While the students participating in ESports may not always be the typical athlete that you find in other sports, the competition and skills required are still intense.

“It takes certain types of a body to play football or basketball,” Salyer said. “In those sports, you can’t be great unless you are blessed with a great physique. In ESports, you can get to the highest level without having a particular body shape.”

The ESports program at EHS consists of three Rocket League teams with three players on each team. Team ‘A’ is the highest tier while ‘B’ and ‘C’ correlate to the player’s skill level.

Rocket League teams consist of more upperclassmen and are more mainstream and popular in America.

The other league is the League of Legends which has five team members and is mostly composed of freshmen. League of Legends is a fantasy-type game but is highly competitive and is very popular in Asia.

To date, the EHS teams have been participating in scrimmages and pre-season competitions with other teams throughout North America and Canada.

During the regular season that begins in two weeks, the school will play in the Southern Region with teams from Georgia, Florida, Alabama and the Carolinas – a fairly competitive field, Salyer says.

There are two seasons in ESports, with the fall season running from the end of September to the end of December. There is also a Spring season of competition.

The program is appealing to students, Salyer says, because many colleges now offer ESport scholarships to attend school after graduating high school.

Local schools like Milligan University, King College, and ETSU have ESports teams with ETSU being the newest of the three.

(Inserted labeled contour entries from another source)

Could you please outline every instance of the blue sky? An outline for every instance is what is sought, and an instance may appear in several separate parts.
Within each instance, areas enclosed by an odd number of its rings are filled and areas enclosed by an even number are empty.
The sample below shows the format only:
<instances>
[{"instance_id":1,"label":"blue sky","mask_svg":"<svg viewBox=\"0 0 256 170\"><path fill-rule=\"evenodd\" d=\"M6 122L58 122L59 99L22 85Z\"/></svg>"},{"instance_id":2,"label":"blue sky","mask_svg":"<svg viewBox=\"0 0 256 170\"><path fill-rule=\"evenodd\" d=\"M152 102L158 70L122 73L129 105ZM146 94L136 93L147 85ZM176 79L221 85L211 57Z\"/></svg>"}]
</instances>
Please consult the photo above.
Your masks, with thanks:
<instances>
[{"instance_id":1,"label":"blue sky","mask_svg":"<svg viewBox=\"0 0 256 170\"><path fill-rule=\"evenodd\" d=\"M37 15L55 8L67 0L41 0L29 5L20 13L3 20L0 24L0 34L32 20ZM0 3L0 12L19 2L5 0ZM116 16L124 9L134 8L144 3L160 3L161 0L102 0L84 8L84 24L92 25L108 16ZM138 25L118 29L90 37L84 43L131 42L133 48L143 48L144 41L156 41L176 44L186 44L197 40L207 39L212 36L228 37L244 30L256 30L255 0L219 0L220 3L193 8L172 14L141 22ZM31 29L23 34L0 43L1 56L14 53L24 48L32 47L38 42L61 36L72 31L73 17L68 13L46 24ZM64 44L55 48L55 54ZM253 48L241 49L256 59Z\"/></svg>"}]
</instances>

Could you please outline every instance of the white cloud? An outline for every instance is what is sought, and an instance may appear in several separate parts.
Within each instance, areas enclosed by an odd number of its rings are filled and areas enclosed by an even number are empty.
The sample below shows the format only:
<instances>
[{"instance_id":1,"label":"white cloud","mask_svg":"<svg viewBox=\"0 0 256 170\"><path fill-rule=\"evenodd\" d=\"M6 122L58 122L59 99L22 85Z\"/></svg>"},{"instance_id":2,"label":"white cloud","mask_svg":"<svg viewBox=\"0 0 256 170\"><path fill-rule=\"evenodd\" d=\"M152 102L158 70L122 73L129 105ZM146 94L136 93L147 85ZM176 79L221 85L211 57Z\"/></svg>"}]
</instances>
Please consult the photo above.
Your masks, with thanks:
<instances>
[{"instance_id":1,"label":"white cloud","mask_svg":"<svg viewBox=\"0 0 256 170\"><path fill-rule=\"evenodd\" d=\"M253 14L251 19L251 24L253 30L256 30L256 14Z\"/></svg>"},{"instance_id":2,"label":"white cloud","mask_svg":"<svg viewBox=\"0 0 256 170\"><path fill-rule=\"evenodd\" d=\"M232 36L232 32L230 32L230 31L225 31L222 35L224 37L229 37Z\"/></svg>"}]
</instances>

“It’s a pathway to a cool college career,” Salyer said. “I have told the kids here they have to pass every class which every kid doesn’t always do. However, it is a motivational tool to work harder and to help push them over the edge to not fail.

“We took them over to ETSU and they were amazed to see their ESports setup where they had a large movie screen and 200 seats set up for their ESports program. What the kids saw really impressed them.”

One of the students who participate in ESports said that the opportunities the program offers is what has really been the most impressive thing about being part of the program.

“People that are not athletic can now have the opportunity to compete and get scholarships,” said EHS sophomore Conley Stevens, who plans to pursue ESports after graduation.

“It (ESports) can take kids to other places that they might not have an opportunity to go.”